Gresik || radarjatim.co~Dinas Lingkungan Hidup Kabupaten Gresik provinsi Jawa Timur melakukan inovasi dengan mengubah sampah menjadi sumber energi terbarukan. Langkah ini sebagai upaya pengurangan timbulan sampah pada landfill TPA (Tempat Pembuangan Akhir
Sampah yang masuk ke TPA Ngipik akan diproses melalui mesin processing sampah untuk dijadikan RDF (refused derived fuel). Mesin RDF merupakan salah satu alternatif pengelolaan sampah berteknologi canggih.
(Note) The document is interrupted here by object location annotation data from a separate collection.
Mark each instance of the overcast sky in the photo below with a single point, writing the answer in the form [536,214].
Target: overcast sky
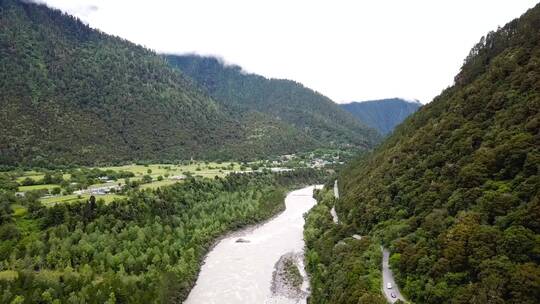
[347,50]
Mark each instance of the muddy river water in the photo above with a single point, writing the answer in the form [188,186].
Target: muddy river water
[238,270]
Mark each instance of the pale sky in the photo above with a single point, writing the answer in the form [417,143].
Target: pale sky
[346,50]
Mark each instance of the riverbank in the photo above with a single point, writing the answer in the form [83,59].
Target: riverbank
[241,272]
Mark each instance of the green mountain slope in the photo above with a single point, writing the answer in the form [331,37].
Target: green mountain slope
[287,103]
[454,192]
[73,94]
[383,115]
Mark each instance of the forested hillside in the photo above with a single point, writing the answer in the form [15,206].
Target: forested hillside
[71,94]
[384,114]
[74,94]
[299,111]
[454,192]
[146,248]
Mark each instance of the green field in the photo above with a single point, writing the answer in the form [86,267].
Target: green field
[157,184]
[19,210]
[37,176]
[51,201]
[198,168]
[37,187]
[166,171]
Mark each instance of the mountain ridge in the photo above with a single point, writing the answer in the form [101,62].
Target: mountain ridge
[75,95]
[382,114]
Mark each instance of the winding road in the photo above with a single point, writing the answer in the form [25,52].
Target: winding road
[388,277]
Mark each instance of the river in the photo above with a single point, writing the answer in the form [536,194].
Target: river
[241,272]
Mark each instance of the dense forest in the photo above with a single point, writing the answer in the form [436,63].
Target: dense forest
[342,269]
[72,94]
[293,110]
[454,191]
[384,114]
[143,249]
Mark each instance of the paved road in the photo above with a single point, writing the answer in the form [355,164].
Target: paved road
[333,210]
[388,277]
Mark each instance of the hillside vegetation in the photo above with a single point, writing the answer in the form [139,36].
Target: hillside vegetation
[72,94]
[454,192]
[383,115]
[146,248]
[297,111]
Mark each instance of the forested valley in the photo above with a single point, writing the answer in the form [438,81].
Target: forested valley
[453,192]
[143,249]
[72,95]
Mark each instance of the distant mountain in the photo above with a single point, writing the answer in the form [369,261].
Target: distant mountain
[384,114]
[72,94]
[453,193]
[304,112]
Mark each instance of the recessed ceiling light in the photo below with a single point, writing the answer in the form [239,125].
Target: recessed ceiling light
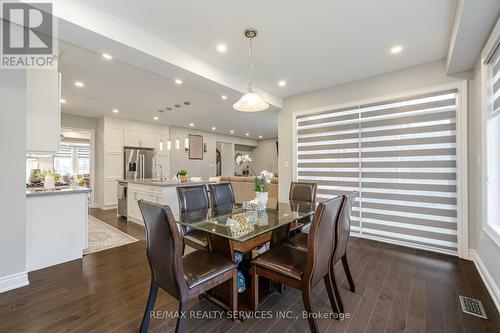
[222,48]
[396,49]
Kepala DLH Kabupaten Gresik Sri Subaidah menjelaskan inovasi DLH Gresik tersebut mengimitasi mesin RDF lokal dari penggagas RDF pertama kali yakni Kota Sidoarjo.
“RDF merupakan bahan bakar alternatif penganti bahan bakar fosil (batubara). Alat tersebut dapat mengelola sampah hingga 2,5 ton per jam. Jenis-jenis RDF yang dihasilkan yaitu : Fluff Organik, Fluff Anorganik, dan Briket,” jelasnya, Senin (3/4/2023).
Hasil inovasi tersebut dapat digunakan pada kegiatan atau usaha yang menggunakan tungku bakar, seperti industri atau UMKM pembuatan mie, pembuatan kerupuk, Semen Indonesia, PLTU atau lainnya sebagai cofiring batubara.
Serta abu hasil pembakaran RDF bukan merupakan Limbah B3 dan dapat dijadikan sebagai bahan utama abu gosok pada kegiatan usaha Home Industry.
“Tidak semua sampah dapat dikelola, seperti kain tebal jeans, reruntuhan bangunan, kaca, dan besi,” katanya.
Alur pengolahan sampah menjadi RDF, dimulai dari Penimbangan – Pembongkaran – Pemilahan – Pengayakan – Blowing – Pencacahan – kemudian berubah menjadi 3 jenis RDF, dan terdapat hasil residu yang tidak dapat diolah.
“Mesin ini baru datang kemarin, langsung dilakukan trial oleh Pak Bupati sendiri. Nantinya ketika sudah finishing dan siap dipakai, akan segera kami aplikasikan,” jelasnya.